If you want to know what has been done with certain equipment and you want to record it legally, then forensics research conducted by BSM may be the solution. A phone, computer and other data carriers are full of data, visible and invisible. By means of digital investigation, also called computer forensics, answers to questions can be found. A few examples of questions are:
- Has fraud been committed with this computer?
- Has anyone been in the files?
- Have any files been modified?
- Have files been deliberately deleted?
Investigate Digital Traces
When BSM makes a copy of a hard disk for the purpose of forensically capturing data in order to be able to prove digital facts, we always place a ‘write-blocker’ between the source system and the target system. This way it can be shown that we have not influenced the data.
In addition to digital criminal investigations, BSM also conducts ‘traditional’ business investigations. It is precisely this combination that makes us unique. After all, once the culprit of computer fraud has been found, it must also be confronted. And vice versa, the digital investigations are often part of other criminal investigations such as accounting fraud or the leakage of confidential documents or data.
Investigating the data down to the deepest layers of computer systems takes place in our own lab. The original data remains untouched. For our services, we often use the Encase program, which is used worldwide by all investigative agencies to collect, analyze and report evidence.

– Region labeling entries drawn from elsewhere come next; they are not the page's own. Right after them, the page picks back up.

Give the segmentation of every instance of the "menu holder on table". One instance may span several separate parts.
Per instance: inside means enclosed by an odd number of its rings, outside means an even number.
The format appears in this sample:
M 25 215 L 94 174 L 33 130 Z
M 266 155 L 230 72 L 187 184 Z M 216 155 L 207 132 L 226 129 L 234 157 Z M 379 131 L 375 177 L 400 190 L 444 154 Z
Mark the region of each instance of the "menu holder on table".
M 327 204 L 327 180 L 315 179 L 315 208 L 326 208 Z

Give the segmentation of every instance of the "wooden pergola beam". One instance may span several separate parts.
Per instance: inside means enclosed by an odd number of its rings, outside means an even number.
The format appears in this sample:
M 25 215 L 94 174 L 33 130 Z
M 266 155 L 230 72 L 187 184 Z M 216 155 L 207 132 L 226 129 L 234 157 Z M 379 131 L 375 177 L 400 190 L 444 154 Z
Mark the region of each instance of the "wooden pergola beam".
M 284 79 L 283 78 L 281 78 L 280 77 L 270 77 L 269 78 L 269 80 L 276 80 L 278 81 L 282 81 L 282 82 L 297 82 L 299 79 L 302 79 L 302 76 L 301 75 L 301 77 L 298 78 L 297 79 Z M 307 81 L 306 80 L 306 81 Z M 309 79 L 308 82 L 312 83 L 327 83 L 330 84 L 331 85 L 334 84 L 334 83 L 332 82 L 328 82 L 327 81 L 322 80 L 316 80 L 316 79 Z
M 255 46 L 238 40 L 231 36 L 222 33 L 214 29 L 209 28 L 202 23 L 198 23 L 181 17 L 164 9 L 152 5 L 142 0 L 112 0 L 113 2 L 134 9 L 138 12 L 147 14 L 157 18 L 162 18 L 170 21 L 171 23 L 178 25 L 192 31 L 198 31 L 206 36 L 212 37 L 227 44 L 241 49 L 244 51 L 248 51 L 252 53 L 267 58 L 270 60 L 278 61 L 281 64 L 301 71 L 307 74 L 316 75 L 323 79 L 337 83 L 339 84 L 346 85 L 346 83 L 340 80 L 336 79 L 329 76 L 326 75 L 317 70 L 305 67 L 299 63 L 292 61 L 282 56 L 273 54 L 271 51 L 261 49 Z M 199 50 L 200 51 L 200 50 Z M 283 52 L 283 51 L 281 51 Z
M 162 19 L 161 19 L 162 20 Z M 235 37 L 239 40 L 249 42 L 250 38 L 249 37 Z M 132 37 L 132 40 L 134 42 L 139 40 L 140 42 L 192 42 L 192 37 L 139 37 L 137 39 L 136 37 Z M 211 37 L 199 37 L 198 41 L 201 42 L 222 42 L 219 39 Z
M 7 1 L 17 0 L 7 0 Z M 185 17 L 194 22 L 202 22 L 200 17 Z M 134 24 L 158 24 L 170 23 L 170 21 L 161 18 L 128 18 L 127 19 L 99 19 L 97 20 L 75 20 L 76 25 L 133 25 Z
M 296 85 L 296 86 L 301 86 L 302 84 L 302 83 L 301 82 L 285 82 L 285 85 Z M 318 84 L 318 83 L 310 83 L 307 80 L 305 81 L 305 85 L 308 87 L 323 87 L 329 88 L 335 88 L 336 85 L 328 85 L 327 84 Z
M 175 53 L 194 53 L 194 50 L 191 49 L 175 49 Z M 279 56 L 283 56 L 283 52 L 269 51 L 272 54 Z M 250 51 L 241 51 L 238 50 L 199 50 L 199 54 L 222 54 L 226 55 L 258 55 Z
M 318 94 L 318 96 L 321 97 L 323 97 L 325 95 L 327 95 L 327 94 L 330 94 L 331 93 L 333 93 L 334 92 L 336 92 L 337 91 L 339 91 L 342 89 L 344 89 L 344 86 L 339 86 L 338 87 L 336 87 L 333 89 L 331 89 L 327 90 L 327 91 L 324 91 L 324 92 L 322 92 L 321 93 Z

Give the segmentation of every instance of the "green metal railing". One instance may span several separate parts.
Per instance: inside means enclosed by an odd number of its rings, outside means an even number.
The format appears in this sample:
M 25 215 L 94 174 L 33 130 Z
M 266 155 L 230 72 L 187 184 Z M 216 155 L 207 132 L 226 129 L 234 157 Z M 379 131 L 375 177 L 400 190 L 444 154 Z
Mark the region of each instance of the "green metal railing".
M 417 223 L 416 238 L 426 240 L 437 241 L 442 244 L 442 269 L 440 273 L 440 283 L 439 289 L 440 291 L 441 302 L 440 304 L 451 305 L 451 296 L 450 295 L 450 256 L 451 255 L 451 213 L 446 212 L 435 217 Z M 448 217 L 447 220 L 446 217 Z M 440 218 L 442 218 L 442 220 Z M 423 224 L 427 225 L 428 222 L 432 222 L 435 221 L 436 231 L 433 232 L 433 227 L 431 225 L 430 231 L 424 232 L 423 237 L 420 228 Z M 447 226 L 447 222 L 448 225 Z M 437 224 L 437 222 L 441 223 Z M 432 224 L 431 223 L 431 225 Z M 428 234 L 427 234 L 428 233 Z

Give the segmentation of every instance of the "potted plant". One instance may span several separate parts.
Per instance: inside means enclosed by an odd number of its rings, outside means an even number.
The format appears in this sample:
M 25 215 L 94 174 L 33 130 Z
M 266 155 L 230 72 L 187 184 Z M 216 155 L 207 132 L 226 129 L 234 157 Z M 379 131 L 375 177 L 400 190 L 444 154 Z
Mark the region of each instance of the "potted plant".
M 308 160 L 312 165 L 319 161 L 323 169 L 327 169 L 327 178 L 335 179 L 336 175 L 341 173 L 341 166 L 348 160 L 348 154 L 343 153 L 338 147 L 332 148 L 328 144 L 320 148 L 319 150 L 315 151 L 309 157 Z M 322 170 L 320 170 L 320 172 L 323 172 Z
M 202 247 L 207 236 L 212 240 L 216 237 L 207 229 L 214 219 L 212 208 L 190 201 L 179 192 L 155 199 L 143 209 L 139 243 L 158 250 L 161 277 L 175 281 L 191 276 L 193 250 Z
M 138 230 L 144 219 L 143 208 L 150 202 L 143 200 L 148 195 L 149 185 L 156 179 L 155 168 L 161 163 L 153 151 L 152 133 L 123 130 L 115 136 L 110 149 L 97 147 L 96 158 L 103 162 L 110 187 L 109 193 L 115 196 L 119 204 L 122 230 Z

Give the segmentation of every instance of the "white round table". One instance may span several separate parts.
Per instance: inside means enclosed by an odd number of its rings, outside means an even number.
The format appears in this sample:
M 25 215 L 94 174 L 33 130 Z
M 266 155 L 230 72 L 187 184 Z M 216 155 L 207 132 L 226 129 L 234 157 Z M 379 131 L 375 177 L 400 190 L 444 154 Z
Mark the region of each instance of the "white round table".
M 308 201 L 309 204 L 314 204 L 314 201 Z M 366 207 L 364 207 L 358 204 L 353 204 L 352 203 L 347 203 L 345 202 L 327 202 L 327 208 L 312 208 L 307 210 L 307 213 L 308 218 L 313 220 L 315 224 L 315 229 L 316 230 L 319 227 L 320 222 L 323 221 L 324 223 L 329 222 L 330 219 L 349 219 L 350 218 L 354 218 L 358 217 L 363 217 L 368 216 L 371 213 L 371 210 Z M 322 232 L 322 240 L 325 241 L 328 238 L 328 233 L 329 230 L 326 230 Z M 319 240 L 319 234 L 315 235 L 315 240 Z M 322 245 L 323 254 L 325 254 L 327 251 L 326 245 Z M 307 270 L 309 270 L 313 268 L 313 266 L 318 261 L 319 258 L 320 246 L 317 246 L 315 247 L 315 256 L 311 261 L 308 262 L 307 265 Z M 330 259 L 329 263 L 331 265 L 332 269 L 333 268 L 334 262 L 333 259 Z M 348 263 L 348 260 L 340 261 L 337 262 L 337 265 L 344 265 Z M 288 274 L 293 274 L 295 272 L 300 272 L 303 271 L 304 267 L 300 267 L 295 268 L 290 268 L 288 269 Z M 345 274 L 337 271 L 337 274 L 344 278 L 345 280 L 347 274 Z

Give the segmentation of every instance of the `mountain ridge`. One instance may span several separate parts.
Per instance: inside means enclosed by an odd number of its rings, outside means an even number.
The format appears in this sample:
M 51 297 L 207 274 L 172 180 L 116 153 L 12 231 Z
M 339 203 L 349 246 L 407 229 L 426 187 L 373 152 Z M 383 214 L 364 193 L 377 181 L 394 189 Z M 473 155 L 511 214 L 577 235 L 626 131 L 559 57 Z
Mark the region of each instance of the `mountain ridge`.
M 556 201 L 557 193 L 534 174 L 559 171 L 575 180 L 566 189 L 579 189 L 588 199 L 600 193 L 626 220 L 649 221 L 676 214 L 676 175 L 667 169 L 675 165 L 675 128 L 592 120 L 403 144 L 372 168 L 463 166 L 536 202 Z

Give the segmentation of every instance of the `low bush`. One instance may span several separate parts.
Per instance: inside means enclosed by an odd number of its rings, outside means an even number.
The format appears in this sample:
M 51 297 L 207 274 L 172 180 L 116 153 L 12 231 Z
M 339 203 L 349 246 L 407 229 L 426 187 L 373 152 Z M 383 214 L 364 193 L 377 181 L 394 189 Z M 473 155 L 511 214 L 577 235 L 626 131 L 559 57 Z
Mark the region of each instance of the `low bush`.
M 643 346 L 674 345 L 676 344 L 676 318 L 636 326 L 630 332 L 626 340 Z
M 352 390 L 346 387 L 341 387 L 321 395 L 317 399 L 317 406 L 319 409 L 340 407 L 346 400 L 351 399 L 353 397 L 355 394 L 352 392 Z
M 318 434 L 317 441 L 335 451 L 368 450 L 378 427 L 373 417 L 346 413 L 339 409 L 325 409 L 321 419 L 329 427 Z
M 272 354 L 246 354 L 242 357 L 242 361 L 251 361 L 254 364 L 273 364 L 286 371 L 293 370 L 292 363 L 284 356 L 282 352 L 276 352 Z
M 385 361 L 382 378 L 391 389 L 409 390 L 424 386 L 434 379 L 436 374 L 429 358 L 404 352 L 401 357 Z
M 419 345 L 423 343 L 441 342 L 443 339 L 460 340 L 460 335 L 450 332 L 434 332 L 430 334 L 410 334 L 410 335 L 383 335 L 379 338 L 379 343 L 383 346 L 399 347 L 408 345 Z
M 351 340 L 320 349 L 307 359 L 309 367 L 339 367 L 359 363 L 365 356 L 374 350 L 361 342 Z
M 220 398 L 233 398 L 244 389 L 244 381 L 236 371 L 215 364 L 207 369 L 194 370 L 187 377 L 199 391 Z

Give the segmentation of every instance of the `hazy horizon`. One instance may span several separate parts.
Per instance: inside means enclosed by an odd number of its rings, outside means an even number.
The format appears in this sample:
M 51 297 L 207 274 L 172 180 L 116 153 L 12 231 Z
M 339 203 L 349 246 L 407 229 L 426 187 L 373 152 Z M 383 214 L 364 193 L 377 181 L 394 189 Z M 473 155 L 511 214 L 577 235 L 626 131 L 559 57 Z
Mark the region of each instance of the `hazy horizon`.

The most requested actions of our digital investigators in the field of ICT Forensics are:
- Making copies of evidence from hard disks, USB sticks and other data carriers
- Determine whether a system or company has been hacked
- Determine what someone has done with a computer, for how long and how often
- Identify traces of corporate fraud such as data leaks (e.g. leaks of confidential information)
Would you like more information about our working method or possibilities in the field of computer forensics? Then please contact us.
A few tips and background information:
- Don’t simply turn off systems to be investigated, but consult with BSM’s LAB at the earliest possible stage as to what you should do in your specific situation so that no, or at least as few traces as possible are lost.
- Don’t do any research yourself and certainly don’t turn on a turned off computer yourself. We make copies without rebooting a system
- A forensic investigation is time consuming work. So there must be a considerable interest before you call us in. You will have to pay for our work. If you suspect fraud or cybercrime but you don’t have a budget for a forensic investigation, it’s best to contact the police to at least report it. After all, you do not have to pay for a police investigation
- There are two types of systems that come to us LAB; systems for which you can prove and declare that you are the owner and systems that have been delivered to us by a bailiff as a result of a seizure of evidence. If you are not the owner of a system we are allowed to investigate, however, we only report to a lawyer and state that client could not explain to us how client came to be in possession of the system.
- We only investigate the data relevant to the (demonstrable) research question. We do not report on other data in a system in connection with the right to privacy.